特に魅力的な座席については、一部路線で1フライトあたり最大170ユーロが必要になります。
LHは現在、機材のキャビン刷新を進めています。
新たに受領しているAirbus A350やBoeing 787に加え、一部の短距離用機材とAirbus A380の一部フリートにも新シートが導入されます。
LHの狙いは、乗客に提供する品質と快適性の向上だけでなく、付帯収入の創出にもあります。
新しいAllegrisキャビンの導入と同時に、特定のシートオプションに対する新たな座席指定料も導入されました。
収納スペースの多い座席、プライバシー性の高い座席、高いパーティションとスライドドアを備えたスイートには料金がかかります。
ファーストクラスでさえ、中央のダブルスイートを1人で利用したい乗客には課金される仕組みでした。
もっともこの点については撤回を余儀なくされ、今後この最上級クラスのキャビンは空きがあれば追加料金なしで割り当てられることになっています。
その一方で、LHはさらに一歩踏み込み、近く短距離路線の最前列座席にも課金を始める予定です。
ステータスを持たない乗客が1Aに座りたければ、ビジネスクラス航空券に加えてEUR29を支払わなければなりません。
そして、Airbus A380の新型ビジネスクラスでも一部座席を有償で割り当てる方針です。
スーパージャンボの一部フリートでは現在、アッパーデッキのキャビン刷新が進行中です。
従来の2-2-2配列のシートは撤去され、今後、窓側はすべて単独席となります。
Privacy SeatとExtra Long Bedは最大EUR170
これらの窓側単独席は、周囲からうまく遮蔽されることから、すでに1人旅の利用者に特に人氣があります。
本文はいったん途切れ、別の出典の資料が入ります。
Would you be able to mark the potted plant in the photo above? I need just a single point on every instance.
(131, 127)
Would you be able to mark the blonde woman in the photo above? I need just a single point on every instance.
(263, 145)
しかも2席に1席は、窓側に寄せて通路からやや離れる形で配置されています。
まさにこの座席を「Privacy Seat」として商品化し、事前指定を追加料金制にします。
また、最前列の一部座席は構造上ベッド面がやや広いため、こちらには「Extra Long Bed」の名称と料金が設定されます。
それ以外のすべての座席は「Classic Seat」と呼ばれ、無料で指定できます。
ただし Business Light 運賃で予約した場合を除きます。
こうした名称付けにより、少なくともネーミングの上ではA380の商品を Allegris に近づける狙いです。
新ルールは2026/9/15以降のフライトに適用される見込みです。
それまでは、新型ビジネスクラスの各座席は該当する追加料金なしで選択できます。
料金額はAllegrisと同様、路線ごとに異なります。
すべてのLH搭乗客がこれらの優先座席に追加料金を支払う必要があるわけではありません。
Senator 会員は、窓側でプライバシー性の高いPrivacy Seatを引き続き無料で指定できます。
HON Circle メンバーはさらに、最前列の座席も追加料金なしで選択可能です。
これにより、Airbus A380新型ビジネスクラスの座席指定において、該当するステータス特典の重要性は一段と増すことになります。
座席タイプ 特徴 料金
Classic Seat 通路側座席、窓からはやや距離あり 無料(Business Light を除く)
Privacy Seat プライバシー性が高い、窓に面した配置 有料。SEN/HON は無料(Business Light を除く)
Extra Long Bed コンパートメント最前列、広い足元スペース、より広いベッド面 有料。HON は無料(Business Light を除く)
まとめ
改修後の Airbus A380 ビジネスクラスの新しいシートマップを眺めていて氣づいたのは、窓に面した単独席がすぐに埋まってしまうことでした。
当然LHもこの傾向に氣づいていたはずで、おそらくはシートが取り付けられる前から、付帯収入のことを考えていたのではないでしょうか。
とはいえ、LHのこの一手にはある程度の合理性も認められます。一石二鳥だからです。
ひとつには追加収入が生まれること、もうひとつにはステータスの価値が再びいくらか高まることです。
LHのA380は、ファーストクラスには搭乗したことがありますが新しいビジネスクラスのシートは未体験。
いずれ、搭乗してみたいと思います。